Accordingly, we limited the amount of the offset to the amount of the
expense from the related activity.
We note that, although it is not binding precedent, a NAFTA Panel
has affirmed the Department's calculation of interest expense in COP
and CV in the fifth administrative review. See POS Cookware, at 42-45.
Final Results of Review
As a result of our review, we determine that the following margins
exist for the period December 1, 1991, through November 30, 1992:
------------------------------------------------------------------------
Margin
Manufacturer/exporter Review period (percent)
------------------------------------------------------------------------
APSA.................................... 12/1/91-11/30/92 1.44
Cinsa................................... 12/1/91-11/30/92 5.40
------------------------------------------------------------------------
The Department shall determine, and the Customs Service shall
assess, antidumping duties on all appropriate entries. Individual
differences between USP and FMV may vary from the percentages stated
above. The Department will issue appraisement instructions directly to
the Customs Service.
Furthermore, the following deposit requirement will be effective
for all shipments of subject merchandise from Mexico entered, or
withdrawn from warehouse, for consumption on or after the publication
date of the final results of this administrative review, as provided by
section 751(a)(1) of the Tariff Act: (1) the cash deposit rate for the
reviewed companies will be as outlined above; (2) for merchandise
exported by manufacturers or exporters not covered in this review but
covered in previous reviews or the original less-than-fair-value (LTFV)
investigation, the cash deposit rate will continue to be the rate
published in the most recent final results or determination for which
the manufacturer or exporter received a company-specific rate; (3) if
the exporter is not a firm covered in this review, an earlier review,
or the LTFV investigation, but the manufacturer is, the cash deposit
rate will be that established for the manufacturer of the merchandise
in the final results of this review, earlier reviews, or the LTFV
investigation, whichever is the most recent; (4) the cash deposit rate
for all other manufacturers or exporters will be 29.52 percent, the
``all others'' rate established in the original LTFV investigation by
the Department.
These cash deposit requirements, when imposed, shall remain in
effect until publication of the final results of the next
administrative review.
This notice also serves as a final reminder to importers of their
responsibility under 19 CFR 353.26 to file a certificate regarding the
reimbursement of antidumping duties prior to liquidation of the
relevant entries during this review period.
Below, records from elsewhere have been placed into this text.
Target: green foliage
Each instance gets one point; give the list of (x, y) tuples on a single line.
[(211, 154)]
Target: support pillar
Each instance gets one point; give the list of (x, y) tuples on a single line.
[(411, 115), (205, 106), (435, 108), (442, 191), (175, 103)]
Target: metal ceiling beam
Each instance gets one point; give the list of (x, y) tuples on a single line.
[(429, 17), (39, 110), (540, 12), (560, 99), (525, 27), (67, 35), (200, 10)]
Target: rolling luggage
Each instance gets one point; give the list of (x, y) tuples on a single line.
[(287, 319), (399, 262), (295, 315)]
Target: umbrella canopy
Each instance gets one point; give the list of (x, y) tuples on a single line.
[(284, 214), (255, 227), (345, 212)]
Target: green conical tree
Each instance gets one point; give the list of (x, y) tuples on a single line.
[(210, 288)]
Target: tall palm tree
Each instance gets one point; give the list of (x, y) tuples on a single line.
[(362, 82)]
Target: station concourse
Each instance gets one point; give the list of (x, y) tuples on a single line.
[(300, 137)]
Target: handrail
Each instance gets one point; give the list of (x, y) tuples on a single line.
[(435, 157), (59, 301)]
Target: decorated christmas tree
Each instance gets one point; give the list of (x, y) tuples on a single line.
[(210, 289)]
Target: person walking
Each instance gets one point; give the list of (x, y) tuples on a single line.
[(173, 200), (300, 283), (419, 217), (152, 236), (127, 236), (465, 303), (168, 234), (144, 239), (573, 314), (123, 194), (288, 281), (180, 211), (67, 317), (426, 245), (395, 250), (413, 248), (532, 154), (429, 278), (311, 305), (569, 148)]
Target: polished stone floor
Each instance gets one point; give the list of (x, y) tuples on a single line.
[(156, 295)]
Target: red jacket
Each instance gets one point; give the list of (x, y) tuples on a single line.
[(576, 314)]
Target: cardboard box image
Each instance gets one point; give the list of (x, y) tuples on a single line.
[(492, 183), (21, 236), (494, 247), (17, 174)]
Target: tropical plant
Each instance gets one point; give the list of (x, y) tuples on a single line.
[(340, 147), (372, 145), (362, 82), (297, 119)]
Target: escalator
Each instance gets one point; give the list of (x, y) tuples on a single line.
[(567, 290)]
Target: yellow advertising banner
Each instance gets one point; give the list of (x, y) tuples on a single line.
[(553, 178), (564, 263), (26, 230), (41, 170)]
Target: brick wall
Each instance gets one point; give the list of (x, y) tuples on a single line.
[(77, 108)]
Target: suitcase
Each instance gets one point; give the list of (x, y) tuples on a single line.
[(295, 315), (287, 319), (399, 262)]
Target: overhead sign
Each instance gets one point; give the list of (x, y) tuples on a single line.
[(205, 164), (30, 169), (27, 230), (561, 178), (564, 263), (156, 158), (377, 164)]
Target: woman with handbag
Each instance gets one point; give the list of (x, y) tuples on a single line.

Failure to comply with this
requirement could result in the Secretary's presumption that
reimbursement of antidumping duties occurred and the subsequent
assessment of double antidumping duties.
This notice also serves as the only reminder to parties subject to
administrative protective order (APO) of their responsibility
concerning the disposition of proprietary information disclosed under
APO in accordance with 19 CFR 353.34(d). Timely written notification of
return/destruction of APO materials or conversion to judicial
protective order is hereby requested. Failure to comply with the
regulations and terms of the APO is a sanctionable violation.
This administrative review and notice are in accordance with
section 751(a)(1) of the Tariff Act (19 U.S.C. 1675(a)(1)) and 19 CFR
353.22.
Dated: October 9, 1996.
Robert S. LaRussa,
Acting Assistant Secretary for Import Administration.